I know it should be fun.
If I can get away 

Rich


----------



## Dan Anderson (Aug 9, 2002)

Hi All,
I found out that I am going to be the chief instructor for the upcoming Atlanta Camp.  The thrust of the curriculum will be "Thiniking Outside The Box."  As many of you heard Prof. Presas say at one time or another, _"There are so many things you can do.  This is what makes the art so beautiful."_ this camp will stress that - from a different angle.  I am going to ensure that this is not "just another camp going over the same old stuff."   I invite you all to attend!

Yours,
Dan Anderson
:asian:


----------



## BRAM (Aug 13, 2002)

OK I'm thinking out of the box!
And I'm jealous!
You guys are very very lucky..Dan is one of the few that actually used Modern Arnis concepts in National Open Sparring situations..And for those of you to young to know it.,he won most of the time and was consistently in the Top Ten rated fighters for many many years...( he had hair back then..THAT was the secret to his winning.. like Samson!)...( hmm maybe it was that Superman logo on his shirt...??????)

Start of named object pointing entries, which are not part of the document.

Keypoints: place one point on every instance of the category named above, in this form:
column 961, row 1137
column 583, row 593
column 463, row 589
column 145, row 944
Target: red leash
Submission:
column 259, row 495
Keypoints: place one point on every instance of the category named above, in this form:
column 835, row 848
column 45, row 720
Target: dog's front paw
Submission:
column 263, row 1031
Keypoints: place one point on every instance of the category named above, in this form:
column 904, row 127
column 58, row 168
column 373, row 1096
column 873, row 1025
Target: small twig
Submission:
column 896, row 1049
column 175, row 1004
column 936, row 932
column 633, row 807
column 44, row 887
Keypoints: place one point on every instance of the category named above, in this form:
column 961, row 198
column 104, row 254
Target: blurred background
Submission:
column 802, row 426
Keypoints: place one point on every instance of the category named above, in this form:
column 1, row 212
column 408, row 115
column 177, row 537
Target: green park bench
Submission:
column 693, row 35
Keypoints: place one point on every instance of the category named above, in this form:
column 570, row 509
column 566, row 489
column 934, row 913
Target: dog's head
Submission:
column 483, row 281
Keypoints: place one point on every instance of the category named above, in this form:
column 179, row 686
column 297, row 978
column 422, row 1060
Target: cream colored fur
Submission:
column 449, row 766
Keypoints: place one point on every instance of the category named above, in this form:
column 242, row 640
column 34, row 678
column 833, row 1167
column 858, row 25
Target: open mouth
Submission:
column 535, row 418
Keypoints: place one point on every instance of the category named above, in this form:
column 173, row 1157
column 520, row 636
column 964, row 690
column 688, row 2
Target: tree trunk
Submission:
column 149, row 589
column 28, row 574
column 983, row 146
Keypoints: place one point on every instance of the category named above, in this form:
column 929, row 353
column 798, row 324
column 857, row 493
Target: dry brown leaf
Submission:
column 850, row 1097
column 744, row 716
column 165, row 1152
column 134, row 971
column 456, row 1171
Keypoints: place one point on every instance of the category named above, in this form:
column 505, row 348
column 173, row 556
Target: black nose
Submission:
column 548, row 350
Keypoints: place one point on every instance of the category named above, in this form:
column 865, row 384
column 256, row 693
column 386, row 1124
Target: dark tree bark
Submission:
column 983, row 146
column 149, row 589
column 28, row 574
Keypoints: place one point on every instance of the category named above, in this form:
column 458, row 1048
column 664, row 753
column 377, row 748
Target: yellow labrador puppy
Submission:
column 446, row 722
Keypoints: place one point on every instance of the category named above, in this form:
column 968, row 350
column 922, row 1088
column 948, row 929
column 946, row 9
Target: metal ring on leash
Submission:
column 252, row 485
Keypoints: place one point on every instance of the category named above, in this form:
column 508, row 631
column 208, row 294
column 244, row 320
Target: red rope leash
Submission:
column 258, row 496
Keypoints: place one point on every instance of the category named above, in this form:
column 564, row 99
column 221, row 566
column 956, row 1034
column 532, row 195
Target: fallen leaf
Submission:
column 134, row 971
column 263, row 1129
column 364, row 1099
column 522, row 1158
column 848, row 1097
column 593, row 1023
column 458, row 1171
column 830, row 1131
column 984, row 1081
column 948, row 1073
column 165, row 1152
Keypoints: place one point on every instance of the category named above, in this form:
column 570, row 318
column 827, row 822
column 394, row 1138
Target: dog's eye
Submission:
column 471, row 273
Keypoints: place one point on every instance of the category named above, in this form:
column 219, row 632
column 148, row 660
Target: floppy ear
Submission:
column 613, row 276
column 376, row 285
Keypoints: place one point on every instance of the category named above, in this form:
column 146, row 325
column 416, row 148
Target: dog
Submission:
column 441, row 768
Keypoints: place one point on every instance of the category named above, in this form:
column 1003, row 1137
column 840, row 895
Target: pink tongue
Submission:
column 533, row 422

Prof Dan is one of the best..
He can watch and dissect whats going on and then feed it back to those learning in a way that we can understand it..and USE it..

Hey to Bob Quinn..its been a few years since I saw him..

Have a great time..

Bram


----------



## Datu Tim Hartman (Aug 13, 2002)

> _Originally posted by Dan Anderson _
> 
> *Hi All,
> I found out that I am going to be the chief instructor for the upcoming Atlanta Camp. *



Who are some of the other instructors?


----------



## Dan Anderson (Aug 13, 2002)

Talked to Bob the other day and he said he would take a class and a student of his, Dee Childress, would take one.  Otherwise, I am it.  I'm gonna be busy. That's for sure.
Dan


----------



## Dan Anderson (Aug 17, 2002)

*One week to go!!!* 

Dan Anderson


----------